They could volunteer to help out with a community project such as building a playground or cleaning graffiti off of public buildings. Or they might participate in a missionary project through their church. Volunteering is another way they can learn invaluable lessons such as helping others that in many ways transcend the classroom.
3. Read, Read, Read
Some kids might not want to hear this, but reading is an important ability that is used in nearly all other subjects. It's a good idea to keep your child's reading and comprehension skills sharp during the summer months.
Encourage them to bring a book to the beach or pool. Since so many kids respond to electronic devices, have them read on a Nook or Kindle, if possible. Ask them about what they're reading. Have them summarize the plot and see if they are understanding what they're reading. Challenge them to read a specific number of books before school starts again.

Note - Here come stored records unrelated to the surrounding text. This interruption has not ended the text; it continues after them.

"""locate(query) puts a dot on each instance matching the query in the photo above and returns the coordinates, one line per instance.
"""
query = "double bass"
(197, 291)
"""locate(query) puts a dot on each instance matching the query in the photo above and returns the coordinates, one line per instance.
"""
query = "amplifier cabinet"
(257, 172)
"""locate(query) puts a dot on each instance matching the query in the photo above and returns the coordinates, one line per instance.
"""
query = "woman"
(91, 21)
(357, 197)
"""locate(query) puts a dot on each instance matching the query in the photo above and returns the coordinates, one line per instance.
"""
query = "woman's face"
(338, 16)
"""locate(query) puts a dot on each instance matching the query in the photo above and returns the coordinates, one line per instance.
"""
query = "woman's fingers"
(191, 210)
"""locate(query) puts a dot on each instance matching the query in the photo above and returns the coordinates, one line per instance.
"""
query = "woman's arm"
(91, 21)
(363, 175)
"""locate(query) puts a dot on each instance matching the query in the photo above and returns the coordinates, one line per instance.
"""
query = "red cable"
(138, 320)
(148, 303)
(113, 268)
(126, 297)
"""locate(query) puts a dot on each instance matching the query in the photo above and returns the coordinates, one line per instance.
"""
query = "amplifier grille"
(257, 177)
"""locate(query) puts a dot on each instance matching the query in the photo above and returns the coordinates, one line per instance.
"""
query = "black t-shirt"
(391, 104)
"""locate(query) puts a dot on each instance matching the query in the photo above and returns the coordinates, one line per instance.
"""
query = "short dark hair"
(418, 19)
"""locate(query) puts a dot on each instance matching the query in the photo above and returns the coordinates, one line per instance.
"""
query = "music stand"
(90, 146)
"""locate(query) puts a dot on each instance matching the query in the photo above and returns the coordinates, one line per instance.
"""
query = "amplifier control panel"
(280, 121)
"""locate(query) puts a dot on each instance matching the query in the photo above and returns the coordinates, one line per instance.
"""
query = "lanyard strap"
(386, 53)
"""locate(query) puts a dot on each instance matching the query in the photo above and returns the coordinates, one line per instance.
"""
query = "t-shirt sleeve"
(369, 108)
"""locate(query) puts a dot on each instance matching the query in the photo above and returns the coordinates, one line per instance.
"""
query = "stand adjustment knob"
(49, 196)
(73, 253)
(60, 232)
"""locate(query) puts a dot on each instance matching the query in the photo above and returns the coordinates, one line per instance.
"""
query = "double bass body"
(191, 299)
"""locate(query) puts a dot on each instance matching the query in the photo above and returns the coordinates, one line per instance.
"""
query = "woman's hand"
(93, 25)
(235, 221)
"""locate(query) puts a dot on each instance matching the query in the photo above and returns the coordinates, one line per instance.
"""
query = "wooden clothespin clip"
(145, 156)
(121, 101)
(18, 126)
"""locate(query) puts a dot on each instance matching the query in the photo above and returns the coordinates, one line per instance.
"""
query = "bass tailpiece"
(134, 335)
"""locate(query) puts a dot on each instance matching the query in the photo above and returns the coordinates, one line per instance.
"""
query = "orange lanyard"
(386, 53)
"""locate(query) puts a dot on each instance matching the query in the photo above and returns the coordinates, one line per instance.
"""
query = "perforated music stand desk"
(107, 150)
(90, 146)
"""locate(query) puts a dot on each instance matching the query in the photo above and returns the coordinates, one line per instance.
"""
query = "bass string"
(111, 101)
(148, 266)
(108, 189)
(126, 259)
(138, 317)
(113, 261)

Summer camps offer plenty of fun activities such as hiking, canoeing and swimming, but did you know that there are educational or academic summer camps out there, too? They typically last for one week and you can choose camps that are devoted to single subjects such as reading, science or math. There are also camps offered in, among other things, computers, creative writing, acting or precollege programs.
So by all means if you're thinking about summer camp for your child, send them to the 'fun' one first. But an educational camp later in the summer can be a great way to prepare them for the coming school year and refresh them in subjects where they might have struggled in the past.
5. Day Trips
If you're like many families, you might be taking a week-long vacation to the beach or taking day trips to amusement parks or community swimming pools. These activities are a big part of the season and should certainly be enjoyed during the summer months.
However, if it's educational value you're looking for you might want to take some other trips as well. Zoos, museums, historical sites, planetariums and nature reserves are just a few places where your child can have fun and learn at the same time.